En línea con las preocupaciones escandinavas, la Comisión ha decidido impulsar la industria de defensa europea en los próximos años. La guerra en Ucrania ha puesto en dramática evidencia la vulnerabilidad de la UE en su conjunto, cuando la contribución norteamericana al esfuerzo bélico es bloqueada en el Congreso por motivos domésticos. En gran medida, por la incapacidad de seguir alimentando a Ucrania con equipamiento, en este minuto la guerra parece favorecer a Rusia. De un millón de obuses necesarios los europeos sólo entregarán la mitad este año a Kiev, y cuando entre en producción una fábrica que se construye actualmente en Alemania se agregarán otros 750.000 anuales, pero se calcula que para enfrentar a Rusia en forma cómoda se necesitaría producir entre 4 y 5 millones de obuses al año.

Por otro lado, han acordado una nueva política de defensa que incluye la compra conjunta de armamento, gastar adicionalmente unos 1.500 millones de euros en 3 años, o planificar una economía de guerra que implica transformaciones radicales en la industria pesada. Las intenciones de Bruselas son claras, pero las decisiones importantes en este campo siguen en manos de los gobiernos nacionales cuyas motivaciones no siempre están en línea con la amenaza rusa.
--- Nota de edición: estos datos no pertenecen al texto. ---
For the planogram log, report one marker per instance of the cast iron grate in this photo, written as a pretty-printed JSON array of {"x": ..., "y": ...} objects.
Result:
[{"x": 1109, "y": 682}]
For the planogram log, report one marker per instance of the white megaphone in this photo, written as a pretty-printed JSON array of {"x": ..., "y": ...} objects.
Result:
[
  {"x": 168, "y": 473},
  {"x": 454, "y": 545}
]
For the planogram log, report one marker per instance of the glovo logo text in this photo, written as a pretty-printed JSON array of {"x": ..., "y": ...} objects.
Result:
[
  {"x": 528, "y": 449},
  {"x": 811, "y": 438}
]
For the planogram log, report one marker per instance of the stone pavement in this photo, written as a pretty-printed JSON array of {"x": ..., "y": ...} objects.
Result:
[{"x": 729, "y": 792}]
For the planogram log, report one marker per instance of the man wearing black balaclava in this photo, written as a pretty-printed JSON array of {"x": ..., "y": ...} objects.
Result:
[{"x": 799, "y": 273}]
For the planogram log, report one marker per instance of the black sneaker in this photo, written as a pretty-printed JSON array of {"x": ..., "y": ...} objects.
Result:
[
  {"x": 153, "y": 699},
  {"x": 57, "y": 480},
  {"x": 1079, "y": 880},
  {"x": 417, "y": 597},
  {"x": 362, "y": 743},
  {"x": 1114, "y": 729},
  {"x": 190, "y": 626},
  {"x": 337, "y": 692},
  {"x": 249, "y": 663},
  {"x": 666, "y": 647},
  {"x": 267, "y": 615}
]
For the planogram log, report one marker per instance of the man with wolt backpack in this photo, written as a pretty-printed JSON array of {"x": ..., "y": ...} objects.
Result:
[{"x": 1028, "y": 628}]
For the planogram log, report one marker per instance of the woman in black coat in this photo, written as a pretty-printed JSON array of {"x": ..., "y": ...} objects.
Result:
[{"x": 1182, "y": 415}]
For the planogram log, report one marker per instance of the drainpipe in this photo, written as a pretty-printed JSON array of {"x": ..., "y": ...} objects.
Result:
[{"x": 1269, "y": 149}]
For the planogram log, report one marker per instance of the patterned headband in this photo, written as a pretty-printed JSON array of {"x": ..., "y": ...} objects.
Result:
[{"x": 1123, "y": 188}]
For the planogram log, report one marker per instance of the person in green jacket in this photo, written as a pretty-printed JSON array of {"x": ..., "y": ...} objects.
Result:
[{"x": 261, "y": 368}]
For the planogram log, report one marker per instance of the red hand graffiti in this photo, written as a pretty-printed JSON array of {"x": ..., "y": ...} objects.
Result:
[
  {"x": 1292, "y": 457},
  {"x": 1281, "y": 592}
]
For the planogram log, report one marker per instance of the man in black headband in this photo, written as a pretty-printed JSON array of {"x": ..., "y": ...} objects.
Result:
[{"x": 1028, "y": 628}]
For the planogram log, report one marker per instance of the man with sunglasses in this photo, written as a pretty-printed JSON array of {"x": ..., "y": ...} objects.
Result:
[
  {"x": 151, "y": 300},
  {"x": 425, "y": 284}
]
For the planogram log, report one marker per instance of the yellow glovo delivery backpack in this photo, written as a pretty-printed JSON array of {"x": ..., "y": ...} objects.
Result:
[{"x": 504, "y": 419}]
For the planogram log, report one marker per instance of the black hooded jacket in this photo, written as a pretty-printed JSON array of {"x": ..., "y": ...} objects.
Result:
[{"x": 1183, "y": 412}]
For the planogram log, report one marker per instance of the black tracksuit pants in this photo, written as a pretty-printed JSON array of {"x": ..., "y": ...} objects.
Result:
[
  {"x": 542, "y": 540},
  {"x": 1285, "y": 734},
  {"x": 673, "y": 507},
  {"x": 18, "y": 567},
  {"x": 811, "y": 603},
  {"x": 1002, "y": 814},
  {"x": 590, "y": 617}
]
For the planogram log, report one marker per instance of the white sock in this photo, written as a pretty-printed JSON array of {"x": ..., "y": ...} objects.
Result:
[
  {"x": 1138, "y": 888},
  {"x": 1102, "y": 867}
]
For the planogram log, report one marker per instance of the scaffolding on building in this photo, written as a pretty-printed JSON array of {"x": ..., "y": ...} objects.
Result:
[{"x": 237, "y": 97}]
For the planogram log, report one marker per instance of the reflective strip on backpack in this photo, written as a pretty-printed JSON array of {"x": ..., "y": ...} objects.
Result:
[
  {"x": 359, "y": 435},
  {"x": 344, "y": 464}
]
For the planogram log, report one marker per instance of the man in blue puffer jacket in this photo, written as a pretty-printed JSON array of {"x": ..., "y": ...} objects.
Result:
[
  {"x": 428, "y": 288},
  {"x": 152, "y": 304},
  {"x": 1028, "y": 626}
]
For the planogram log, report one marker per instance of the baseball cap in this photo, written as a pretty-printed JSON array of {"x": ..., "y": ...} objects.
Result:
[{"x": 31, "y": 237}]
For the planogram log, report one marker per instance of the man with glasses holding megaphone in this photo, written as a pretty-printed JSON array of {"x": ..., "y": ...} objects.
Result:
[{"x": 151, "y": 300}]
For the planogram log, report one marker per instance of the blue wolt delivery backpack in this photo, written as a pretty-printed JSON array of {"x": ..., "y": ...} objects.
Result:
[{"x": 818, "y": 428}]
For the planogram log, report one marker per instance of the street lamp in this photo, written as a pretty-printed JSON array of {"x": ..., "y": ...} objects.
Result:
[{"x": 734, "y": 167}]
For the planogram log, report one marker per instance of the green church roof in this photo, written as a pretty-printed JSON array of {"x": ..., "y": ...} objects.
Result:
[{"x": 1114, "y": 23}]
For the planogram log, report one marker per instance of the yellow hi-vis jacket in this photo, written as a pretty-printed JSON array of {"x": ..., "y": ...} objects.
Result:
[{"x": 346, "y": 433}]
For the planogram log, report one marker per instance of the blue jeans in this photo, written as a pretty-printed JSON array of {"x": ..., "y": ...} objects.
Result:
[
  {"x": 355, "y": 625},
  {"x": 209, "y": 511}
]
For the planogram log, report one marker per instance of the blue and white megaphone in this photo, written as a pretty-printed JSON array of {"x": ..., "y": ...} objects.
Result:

La excepción visible es Emmanuel Macron, que abiertamente admite la posibilidad del envío de tropas de manera “oficial” y que hay que hacer todo lo posible porque Rusia no gane esta guerra. También los alemanes comienzan a moverse en esa dirección al reimplantar el servicio militar obligatorio.

Los actuales dirigentes europeos saben que las consecuencias políticas de una posible derrota de Ucrania (aunque sea limitada a pérdidas territoriales acotadas) es la última que podrían permitirse y aceleraría la integración de Kiev a la UE, e incluso a la OTAN; pero otra cosa bien distinta es contarles la película “a lo Milei” a sus acomodadas sociedades de bienestar. El Papa quiere levantar la bandera blanca de la rendición, pero la mayor parte de los dirigentes europeos actuales preferirían más bien, igual que los escandinavos, alzar la bandera del honor y de la defensa de Occidente.

Debemos hacer en Chile un buen análisis de lo que este escenario significaría para nosotros y la región, más allá de la previsible mayor demanda por materias primas.